For instance, to merge 10,000 records from one table with another table that is scanned sequentially?
@Itman
I’m not sure I understand the question: I’m just scanning 32-bit integers which can be foreign keys for all I care (it is irrelevant to the test in question).
Fast joins are interesting on their own, of course. One of the best way to compute joins would be to first sort both tables and then scan them both very fast.
One of the best way to compute joins would be to first sort both tables and then scan them both very fast.
Sorting of 10,000,000 records may be rather long. In many cases, you don’t have the luxury of performing the full sort before doing the join.
In addition, if you have a high-throughput system, 0.06 for an operation (which may be many per single-user request) is also way too long.
@Itman
In many cases, you don’t have the luxury of performing the full sort before doing the join.
According to Intel and Oracle researchers, sort join will soon overtake hash join:
“Our analysis projects that current architectural
trends of wider SIMD, more cores, and smaller memory bandwidth per core imply better scalability potential for sort-merge join. Consequently, sort-merge join is likely to outperform hash join on upcoming chip multiprocessors.”
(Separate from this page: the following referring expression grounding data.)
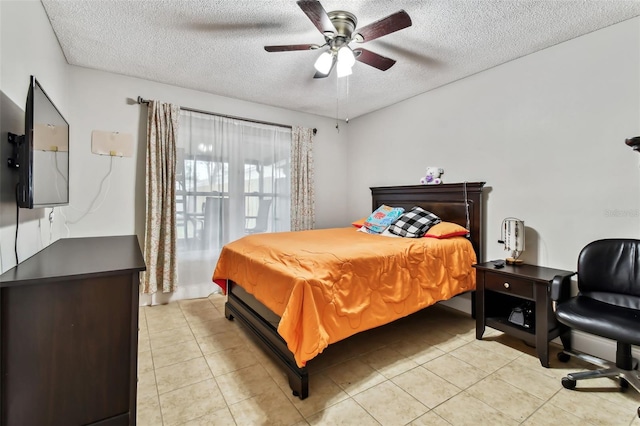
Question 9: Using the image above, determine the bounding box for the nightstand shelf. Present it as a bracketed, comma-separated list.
[474, 262, 575, 367]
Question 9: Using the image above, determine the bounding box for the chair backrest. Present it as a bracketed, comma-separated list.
[253, 199, 273, 233]
[578, 239, 640, 305]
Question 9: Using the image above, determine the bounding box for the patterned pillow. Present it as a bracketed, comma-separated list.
[362, 205, 405, 234]
[388, 207, 442, 238]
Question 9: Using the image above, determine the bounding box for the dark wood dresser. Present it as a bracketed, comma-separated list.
[0, 235, 146, 426]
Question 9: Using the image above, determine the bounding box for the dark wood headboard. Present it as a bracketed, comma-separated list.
[370, 182, 486, 262]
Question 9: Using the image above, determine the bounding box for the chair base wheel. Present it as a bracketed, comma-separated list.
[557, 351, 570, 363]
[562, 377, 576, 390]
[620, 378, 629, 389]
[637, 406, 639, 419]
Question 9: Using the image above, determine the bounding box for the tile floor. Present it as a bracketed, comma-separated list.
[137, 294, 640, 425]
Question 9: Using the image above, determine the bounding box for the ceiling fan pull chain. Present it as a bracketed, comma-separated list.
[335, 76, 340, 132]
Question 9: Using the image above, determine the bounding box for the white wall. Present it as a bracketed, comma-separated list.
[0, 1, 349, 284]
[346, 18, 640, 360]
[0, 0, 70, 272]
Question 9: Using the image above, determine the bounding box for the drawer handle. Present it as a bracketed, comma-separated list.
[503, 282, 510, 289]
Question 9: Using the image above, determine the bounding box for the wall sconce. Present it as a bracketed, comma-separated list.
[501, 217, 525, 265]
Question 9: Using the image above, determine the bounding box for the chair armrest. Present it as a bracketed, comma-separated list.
[550, 273, 574, 302]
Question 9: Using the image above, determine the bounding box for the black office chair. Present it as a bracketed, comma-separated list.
[551, 239, 640, 418]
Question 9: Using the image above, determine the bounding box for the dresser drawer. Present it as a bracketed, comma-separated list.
[484, 273, 534, 299]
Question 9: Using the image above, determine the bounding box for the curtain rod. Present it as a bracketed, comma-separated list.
[136, 96, 317, 135]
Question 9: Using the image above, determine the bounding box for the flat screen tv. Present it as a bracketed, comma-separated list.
[17, 76, 69, 208]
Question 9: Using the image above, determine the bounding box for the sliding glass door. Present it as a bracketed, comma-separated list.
[176, 110, 291, 291]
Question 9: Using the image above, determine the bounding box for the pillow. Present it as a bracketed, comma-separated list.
[362, 205, 405, 234]
[351, 216, 368, 228]
[388, 206, 441, 238]
[424, 221, 469, 239]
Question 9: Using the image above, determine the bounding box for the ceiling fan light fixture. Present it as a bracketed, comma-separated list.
[336, 60, 353, 78]
[314, 51, 334, 75]
[337, 46, 356, 67]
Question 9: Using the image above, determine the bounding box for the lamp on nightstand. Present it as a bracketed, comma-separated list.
[501, 217, 525, 265]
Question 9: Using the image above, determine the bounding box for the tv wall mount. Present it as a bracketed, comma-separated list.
[7, 132, 24, 169]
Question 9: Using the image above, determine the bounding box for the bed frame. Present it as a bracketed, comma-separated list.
[224, 182, 486, 399]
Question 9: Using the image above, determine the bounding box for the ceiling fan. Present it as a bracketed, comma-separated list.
[264, 0, 412, 79]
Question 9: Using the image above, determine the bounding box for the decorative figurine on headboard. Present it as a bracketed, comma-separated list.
[420, 167, 444, 185]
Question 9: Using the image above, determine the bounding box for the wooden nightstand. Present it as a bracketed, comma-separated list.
[474, 262, 575, 367]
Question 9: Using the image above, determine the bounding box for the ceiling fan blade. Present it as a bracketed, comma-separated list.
[354, 48, 396, 71]
[355, 10, 412, 43]
[297, 0, 335, 35]
[264, 44, 318, 52]
[313, 55, 337, 78]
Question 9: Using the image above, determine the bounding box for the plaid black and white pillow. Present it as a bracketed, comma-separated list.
[387, 207, 442, 238]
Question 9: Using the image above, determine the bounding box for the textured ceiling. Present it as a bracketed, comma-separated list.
[41, 0, 640, 120]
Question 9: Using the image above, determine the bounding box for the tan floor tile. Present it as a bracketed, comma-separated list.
[149, 325, 196, 351]
[477, 333, 538, 360]
[138, 333, 151, 353]
[179, 297, 215, 311]
[433, 392, 518, 426]
[359, 346, 420, 379]
[392, 366, 461, 409]
[137, 370, 158, 401]
[146, 304, 184, 324]
[423, 353, 489, 389]
[511, 345, 592, 379]
[145, 302, 183, 315]
[152, 339, 203, 369]
[138, 314, 148, 334]
[424, 330, 469, 353]
[306, 398, 379, 425]
[493, 362, 562, 400]
[549, 387, 638, 425]
[136, 394, 162, 426]
[585, 380, 640, 413]
[137, 298, 638, 426]
[188, 316, 231, 338]
[353, 380, 428, 426]
[325, 358, 387, 396]
[155, 357, 212, 395]
[450, 340, 516, 373]
[521, 403, 593, 426]
[185, 300, 224, 316]
[251, 348, 290, 388]
[216, 363, 282, 405]
[229, 387, 304, 426]
[204, 344, 259, 377]
[197, 329, 246, 355]
[138, 349, 154, 373]
[159, 378, 227, 426]
[305, 343, 360, 374]
[208, 292, 227, 310]
[147, 312, 189, 333]
[180, 407, 236, 426]
[287, 373, 350, 418]
[466, 374, 545, 422]
[138, 325, 149, 341]
[392, 338, 446, 365]
[408, 411, 452, 425]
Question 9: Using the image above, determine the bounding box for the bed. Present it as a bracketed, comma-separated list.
[213, 182, 485, 399]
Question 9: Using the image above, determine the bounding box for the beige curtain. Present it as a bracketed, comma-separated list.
[141, 101, 180, 294]
[291, 126, 315, 231]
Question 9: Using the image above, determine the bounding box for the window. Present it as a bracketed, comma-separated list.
[175, 110, 292, 291]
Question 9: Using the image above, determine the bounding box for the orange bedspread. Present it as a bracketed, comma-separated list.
[212, 227, 477, 367]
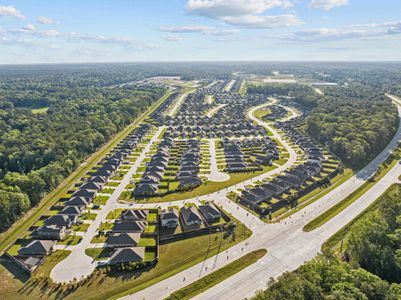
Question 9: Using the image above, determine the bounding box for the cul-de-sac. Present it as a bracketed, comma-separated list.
[2, 2, 401, 299]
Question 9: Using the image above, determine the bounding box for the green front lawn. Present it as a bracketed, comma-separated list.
[147, 213, 158, 222]
[58, 235, 82, 245]
[144, 225, 157, 233]
[71, 223, 90, 232]
[85, 247, 114, 260]
[0, 214, 251, 300]
[91, 234, 107, 243]
[106, 209, 123, 220]
[101, 188, 115, 194]
[138, 237, 157, 247]
[93, 195, 110, 205]
[98, 222, 114, 231]
[80, 213, 97, 220]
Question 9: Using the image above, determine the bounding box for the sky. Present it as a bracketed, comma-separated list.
[0, 0, 401, 64]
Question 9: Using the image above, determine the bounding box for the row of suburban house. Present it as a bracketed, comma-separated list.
[160, 203, 222, 231]
[239, 115, 329, 214]
[239, 160, 323, 213]
[99, 203, 224, 265]
[222, 137, 279, 173]
[99, 209, 154, 265]
[133, 137, 175, 197]
[149, 91, 180, 125]
[11, 124, 151, 272]
[175, 139, 203, 190]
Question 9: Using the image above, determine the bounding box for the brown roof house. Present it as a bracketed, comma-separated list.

In : Sort vs. Hash Revisited: Fast Join Implementation on Modern Multi-Core CPUs by Kim et al. (VLDB 2009)
In addition, if you have a high-throughput system, 0.06 for an operation (which may be many per single-user request) is also way too long.
Right. Sure.
You could make your criticism stronger. It is likely that SQLite is only using one core to answer the indexed version of my slice-count query. Meanwhile, I’m keeping 4 core busy for 0.06 s with my version.
This being said, my point was that you can scan through 10 million rows in 0.06 s on a regular desktop machine (server-class machines can do better). And it is only going to get better over time (more cores, more RAM, and so on).
If you have predictable, high selectivity queries, then indexes are a no brainer. I’ve spent a good chunk of my life working on indexes, so I’m not against them. But as the “Sort vs. Hash Revisited” paper I cite shows, there is a trend that makes data scanning a lot more useful.
@Itman
When sequential searching is slow, one can always divide the data into buckets, locate buckets using a fancy index and search buckets sequentially.
Yes. I’ll write more about this in 2011. 😉 I promise!
Daniel,
Thank you for the reference. Looks like an interesting one.
Yes, I agree that the modern trend is to rely more on sequential search algorihm, which have fewer banch misprediction and have better locality of reference.
When sequential searching is slow, one can always divide the data into buckets, locate buckets using a fancy index and search buckets sequentially.
Looking two data sets A 10millions and 10K, there is a join between 2 and filter on 10K set. without sort and join will perform buble search and it has been proven slow in computer algorithm.
Hey Daniel. Thanks for this.
Results on my MBP are similar to yours.
I noticed you split up scan among available cores in the system. Wouldn’t that potentially degrade performance on HDD’s?
I also ran into a problem when I set 1 col and 100mil records. It would get stuck at loading to RAM… possibly GC complaining?
@MarcinK
Wouldn’t that potentially degrade performance on HDD’s?
The blog post is entitled “For your in-memory databases, do you really need an index?”
If your data is on a slow disk, you probably need an index.
Hello, see your blog says: Using normalization, you can replace each value by a 32-bit integer for a total of 381MB. May I ask, is value a string? Is there a specific way to convert a string into an int number? Can I reverse from 1 int to 1 string?
Is there a specific way to convert a string into an int number?
You may map all strings into (consecutive) integers using a map of some kind. The processing is often call ‘normalisation’ but you also find it under the name “string interning“.